Gözlerim dolarken, arkasını dönüp, “Çeneni kapat,” diye bağırdı Batuhan. Sevilay bileğimi sıkarken hâlâ güçlü durmaya çalışıyordum.
“Bağırma bana! Bu ve bunun gibilerin ne iş yaptığını hepimiz biliyoruz.”
“Ben bir şey yapmadım.”
“Yapmadın mı? Sen o gün oraya neden geldin? Bizlerden birini kandırıp birimizin koynuna girmeyecek miydin?”
Yumruğunu Volkan’ın yüzüne vuran Batuhan, “O benim karım,” dediğinde Volkan yere tükürüp dudağındaki kanı sildi.
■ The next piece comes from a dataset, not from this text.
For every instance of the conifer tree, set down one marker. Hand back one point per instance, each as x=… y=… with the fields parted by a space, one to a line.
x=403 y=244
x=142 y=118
“Onun hakkında düzgün konacaksın, onun hakkında yanlış düşünmeyeceksin.”
“Sikik beyinli, ebenin amına koyacak haberin yok.”
“Siktir git Volkan.”
Geriye çekilen Volkan tekrar yerine geçtiğinde yanaklarıma süzülen gözyaşlarımı hızla sildim.
“Benim bir suçum yok, o gün oraya zorla getirildim. Korktum ve yapmadım, yapamazdım da zaten. Ben sizin düşündüğünüz gibi biri değilim. Hakkımda araştırma yapsaydınız geçmişimin temiz olduğunu görürdünüz.”
“Açıklama yapmak zorunda değilsin.”
“Hepsi senin yüzünden oldu, beni karın içinde gördüğünde görmemezlikten gelseydin, neden gelmedin? Bıraksaydın da ölseydim. Bana yardım ettin, benim en hassas yerimden vurup beni seninle evlenmeye zorladın.”
“Ben seni hiçbir şeye zorlamadım, bir teklifte bulundum sen de kabul ettin.”
“Hayatım bitmişti, sağlıklı düşünemiyordum. En zor anımda sürekli seni yanımda buldum. Sen bana yardım ediyorken ben de sana yardım etmek istemiştim sadece.”
Bana doğru bir adım daha attığında, “Senden kurtulacağım,” dedim.
“Bu artık imkânsız, imzaladığın kâğıtta sonsuza kadar karım olmayı kabul ettiğin yazıyor.”
“Onun bir hükmü yok.”
Gülümsedi.
“Maddeleri okumamıştın değil mi?”
Aptal gibi okumamıştım.
Tekrar gözyaşlarımı silip geriye doğru adım attığımda, “Beni kandırdın,” diyerek bağırdım. “Her şeyi başından beri biliyordun ama beni oyuna getirdin.”
“Hukuk öğrencisi olarak okumadığın bir kâğıdı imzalamaman gerektiğini öğrenemeyen sensin, Elisa. Ben sana açıktım sen görmek istemedin.”
Öfkeli bakışlarımı hepsinin üstünde dolaştırdım.
‘Ben masumum, bırakın beni gideyim.”
“Gitmek senin için hiç kolay olmayacak,” dedi çatık kaşlı duran Volkan.
“Allah hepinizin belasını versin. Madem benim suçlu olduğumu düşünüyorsunuz o zaman neden tutuklattırmadınız beni? Evlenmek de neyin nesi?”
Benim gibi bakışlarını karşımda duran Batuhan’a çevirdi.
“Bunun cevabını sana o versin. Bana kalsa seni o gece kolundan tuttuğum gibi götürürdüm.”
Başımı iki yana salladım.
“Burada kalmayacağım, hemen boşanma evraklarını hazırlayıp sizden uzağa gideceğim.”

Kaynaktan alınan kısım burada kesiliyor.